Drinking games of the 16th and 17th centuries to be studied
A DUBLIN microbrewery is to reproduce an ancient oat beer that was so popular with our ancestors they drank 14 pints of it daily.
The drink production is part of a new research project, led by historian Dr Sue Flavin, which examines eating and drinking habits of the 16th and 17th centuries.
Tipperary native Dr Flavin is a historian at Cambridge’s Anglia Ruskin University.
Last year, she made headlines when her research into 16th-century Irish social history revealed stonemasons and other labourers drank more than a dozen pints of oat malt beer a day.
This was thanks to a generous allowance of 14 pints a day from the proctor of Christ Church Cathedral.
Dr Flavin has secured a €1.5m grant from the European Research Council and will now team up with the undisclosed brewery to recreate the heady brew.
She will also conduct research into popular 16thcentury ‘drinking games’.
In the 15th and 16th centuries it was fashionable for both men and women to ‘toast one’s health’ until they became sick from drink.
She will liaise with a team of high-tech archaeologists to determine the type of food consumed in bowls and other pottery.

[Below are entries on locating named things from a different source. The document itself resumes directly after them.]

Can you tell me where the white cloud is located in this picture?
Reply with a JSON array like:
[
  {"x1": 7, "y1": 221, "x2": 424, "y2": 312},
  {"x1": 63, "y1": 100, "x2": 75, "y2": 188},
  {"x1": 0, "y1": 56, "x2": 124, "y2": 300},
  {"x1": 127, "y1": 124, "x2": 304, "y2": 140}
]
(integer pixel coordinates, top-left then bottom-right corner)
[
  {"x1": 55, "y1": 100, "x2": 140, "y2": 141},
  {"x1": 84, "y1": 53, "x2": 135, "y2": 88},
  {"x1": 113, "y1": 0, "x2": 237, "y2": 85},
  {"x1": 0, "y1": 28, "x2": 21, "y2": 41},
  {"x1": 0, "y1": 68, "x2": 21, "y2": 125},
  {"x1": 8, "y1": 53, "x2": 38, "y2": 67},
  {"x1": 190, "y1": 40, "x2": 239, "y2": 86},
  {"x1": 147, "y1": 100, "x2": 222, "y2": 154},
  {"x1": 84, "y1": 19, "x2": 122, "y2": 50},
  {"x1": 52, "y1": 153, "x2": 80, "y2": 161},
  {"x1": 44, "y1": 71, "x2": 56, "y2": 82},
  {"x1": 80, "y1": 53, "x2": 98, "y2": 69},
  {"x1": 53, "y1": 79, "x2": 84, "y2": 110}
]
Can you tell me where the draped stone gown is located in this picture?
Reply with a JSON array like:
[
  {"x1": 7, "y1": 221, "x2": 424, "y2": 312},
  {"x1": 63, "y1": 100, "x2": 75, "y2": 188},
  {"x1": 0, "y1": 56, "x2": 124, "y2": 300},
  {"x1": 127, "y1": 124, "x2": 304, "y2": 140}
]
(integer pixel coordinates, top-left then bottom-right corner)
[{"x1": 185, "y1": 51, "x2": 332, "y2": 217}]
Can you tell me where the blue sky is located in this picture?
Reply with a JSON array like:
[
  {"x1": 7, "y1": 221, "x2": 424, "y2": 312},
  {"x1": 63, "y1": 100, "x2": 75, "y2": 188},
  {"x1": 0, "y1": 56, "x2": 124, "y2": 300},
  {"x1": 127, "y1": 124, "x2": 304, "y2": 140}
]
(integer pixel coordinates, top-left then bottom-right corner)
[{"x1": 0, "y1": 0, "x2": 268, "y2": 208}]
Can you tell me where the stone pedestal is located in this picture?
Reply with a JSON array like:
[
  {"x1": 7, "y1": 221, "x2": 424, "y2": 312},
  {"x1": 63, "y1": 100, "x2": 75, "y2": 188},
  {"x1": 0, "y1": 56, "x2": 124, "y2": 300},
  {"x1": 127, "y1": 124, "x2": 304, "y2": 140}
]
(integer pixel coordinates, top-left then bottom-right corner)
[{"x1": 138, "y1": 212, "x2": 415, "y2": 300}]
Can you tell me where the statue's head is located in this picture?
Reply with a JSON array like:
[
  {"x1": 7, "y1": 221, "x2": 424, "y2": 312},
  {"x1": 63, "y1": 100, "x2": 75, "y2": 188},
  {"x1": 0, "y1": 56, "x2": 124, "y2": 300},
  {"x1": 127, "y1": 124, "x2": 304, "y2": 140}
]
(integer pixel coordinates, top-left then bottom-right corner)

The items they will study have been recovered from archaeological digs from Dublin Castle, Mogeely Castle in Co Cork, and Rothe House in Co Kilkenny.
The five-year project aims to solve the mystery of “what was eaten, where, why and by whom” in minute detail.
As it stands very little is known about Irish dietary habits during the period, which saw vast social and cultural changes.
“The idea is to challenge stereotypes that everyone ate the same things,” she told the Irish Independent .We do know that ‘exotic’ food like turkey and pineapples were eaten by the wealthy classes at the time, but little is known about what the common people ate, she said.